Темногорские рассказы | страница 2



После первого глотка слабость отступает. Вот уже и сердце бьется ровно, и нить ожерелья пульсирует хоть не в такт сердцу, но ритмично и без натуги. Боль уходит, хотя тысячи иголок еще покалывают кончики пальцев.

— Сколько сейчас? Скоро утро? — спрашивает Роман. Он всякий раз надеется, что утро скоро, что можно дождаться рассвета и больше не засыпать.

— Четыре часа, — отвечает дед.

Первый сон всегда прекращается в четыре. А второй может длиться и до семи. От второго сна Романа всегда будит дед. Потому что от второго сна Роману самому не проснуться.

— Ишь какой разлад, никак тебе вновь не срастись с ожерельем. Огненная стихия мешает. Что-то она в тебе выжгла такое. Важное, наиважнейшее, можно сказать, а что — понять не могу. Вот здесь не больно? — Дед касается темени.

Прохладные дедовы пальцы щекочут кожу. Роман усмехается: дед в сотый раз спрашивает, а найти ту точку, где боль притаилась, не может.

Севастьян проводит заскорузлой ладонью по ожерелью Романа, успокаивает водную нить, осторожно выравнивает выбившиеся из плетенки косицы. Водная нить блестит неровно: в одном месте серебрится, в другом черным черна. Сокрушенно качает дед головой: не хочет водное ожерелье принимать Романа за своего, бунтует.

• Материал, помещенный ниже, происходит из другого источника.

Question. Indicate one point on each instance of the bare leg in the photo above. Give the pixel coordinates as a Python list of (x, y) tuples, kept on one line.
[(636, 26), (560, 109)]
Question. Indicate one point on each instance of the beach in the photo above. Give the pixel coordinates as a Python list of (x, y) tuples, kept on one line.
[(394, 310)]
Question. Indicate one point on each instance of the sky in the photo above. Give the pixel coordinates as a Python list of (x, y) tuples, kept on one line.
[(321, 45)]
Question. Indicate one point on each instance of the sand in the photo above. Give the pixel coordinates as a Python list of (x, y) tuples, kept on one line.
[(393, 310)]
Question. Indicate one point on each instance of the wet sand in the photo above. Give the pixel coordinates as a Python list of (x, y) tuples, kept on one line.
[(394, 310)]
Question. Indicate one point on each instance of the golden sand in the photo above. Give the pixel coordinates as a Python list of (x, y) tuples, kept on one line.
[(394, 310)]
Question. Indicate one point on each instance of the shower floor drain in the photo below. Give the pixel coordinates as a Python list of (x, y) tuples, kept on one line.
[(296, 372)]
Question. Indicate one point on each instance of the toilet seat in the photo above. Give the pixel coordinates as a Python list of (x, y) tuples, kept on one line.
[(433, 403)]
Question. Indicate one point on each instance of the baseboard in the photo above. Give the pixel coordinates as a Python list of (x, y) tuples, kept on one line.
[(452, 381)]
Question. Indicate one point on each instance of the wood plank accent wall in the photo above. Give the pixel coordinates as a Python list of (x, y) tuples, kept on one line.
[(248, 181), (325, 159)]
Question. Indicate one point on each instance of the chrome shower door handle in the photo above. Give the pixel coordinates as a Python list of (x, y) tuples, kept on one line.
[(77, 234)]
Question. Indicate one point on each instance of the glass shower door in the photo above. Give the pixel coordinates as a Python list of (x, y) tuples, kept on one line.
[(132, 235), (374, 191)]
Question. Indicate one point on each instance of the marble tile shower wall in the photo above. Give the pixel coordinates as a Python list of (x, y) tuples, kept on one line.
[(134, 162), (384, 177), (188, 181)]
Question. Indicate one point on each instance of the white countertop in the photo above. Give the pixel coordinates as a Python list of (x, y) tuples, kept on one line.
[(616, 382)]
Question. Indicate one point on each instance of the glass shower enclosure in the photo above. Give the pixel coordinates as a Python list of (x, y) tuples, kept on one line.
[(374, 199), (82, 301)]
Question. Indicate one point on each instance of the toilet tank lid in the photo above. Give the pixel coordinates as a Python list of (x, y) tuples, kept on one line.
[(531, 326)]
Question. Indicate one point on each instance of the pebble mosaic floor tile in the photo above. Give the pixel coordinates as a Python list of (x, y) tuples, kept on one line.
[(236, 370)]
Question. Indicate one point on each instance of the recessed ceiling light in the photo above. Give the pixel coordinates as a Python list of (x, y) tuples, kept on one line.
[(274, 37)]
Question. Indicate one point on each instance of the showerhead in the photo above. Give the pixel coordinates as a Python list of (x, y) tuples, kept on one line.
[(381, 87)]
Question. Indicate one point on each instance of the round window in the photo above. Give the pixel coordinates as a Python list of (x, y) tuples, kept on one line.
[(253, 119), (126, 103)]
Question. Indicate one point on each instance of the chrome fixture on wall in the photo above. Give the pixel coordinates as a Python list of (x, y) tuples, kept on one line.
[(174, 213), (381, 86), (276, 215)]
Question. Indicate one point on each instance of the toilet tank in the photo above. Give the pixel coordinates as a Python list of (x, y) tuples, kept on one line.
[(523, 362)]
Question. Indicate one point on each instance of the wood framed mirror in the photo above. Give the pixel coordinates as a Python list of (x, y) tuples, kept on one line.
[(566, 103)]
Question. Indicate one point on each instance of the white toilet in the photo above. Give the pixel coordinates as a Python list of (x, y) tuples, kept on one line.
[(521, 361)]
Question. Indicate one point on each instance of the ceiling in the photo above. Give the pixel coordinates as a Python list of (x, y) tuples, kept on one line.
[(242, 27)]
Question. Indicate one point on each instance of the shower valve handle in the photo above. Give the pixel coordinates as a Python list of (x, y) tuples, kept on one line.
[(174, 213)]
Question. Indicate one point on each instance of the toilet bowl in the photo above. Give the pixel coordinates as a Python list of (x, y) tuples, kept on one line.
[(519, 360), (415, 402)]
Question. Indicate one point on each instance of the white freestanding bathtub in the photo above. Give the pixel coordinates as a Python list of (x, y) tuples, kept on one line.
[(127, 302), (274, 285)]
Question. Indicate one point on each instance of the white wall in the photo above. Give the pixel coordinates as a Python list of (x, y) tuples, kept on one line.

— Когда ж вы вновь в один поток сольетесь? — сокрушается дед. — Быть такого не может, чтобы дар от человека с упорством таким отстранялся. Или человек от своего дара. Ничего, скоро все образуется. Может даже сегодня. Искупаемся в реке и…

Дед каждую ночь обещает, что утром, после купания на стремнине ожерелье вновь срастется с Романом, вновь начнет биться водная нить в такт ударам сердца водного колдуна. Может, так и будет. Но не сегодня. Роман это знает, но делает вид, что верит деду. Так легче — пережидать лишь один день, перемалывать часы, а не годы.

Вон у деда в ожерелье водная нить переливается, будто змейка серебристая скользит меж разноцветных косиц, из которых ожерелье сплетено. Аккуратно пряди одна к другой лежат: красная с желтой, зеленая подле синей, а ведь дедову ожерелью лет восемьдесят, а то и больше. А кажется, что вчера только Севастьяну подарено. Не старится колдовское ожерелье, и колдуну силы бережет. Потому как в водной нити капля крови колдовской запаяна. Того, кто ожерелье волшебное сделал. Капля эта ожерелью жизнь дает, она в колдуне его дар открывает.

Дед уходит. Роман садится на кровать. Хорошо бы дождаться утра сидя. Но голова сама уже клонится к подушке, невесомые пальцы настойчиво смеживают веки. И вот Роману снится второй сон.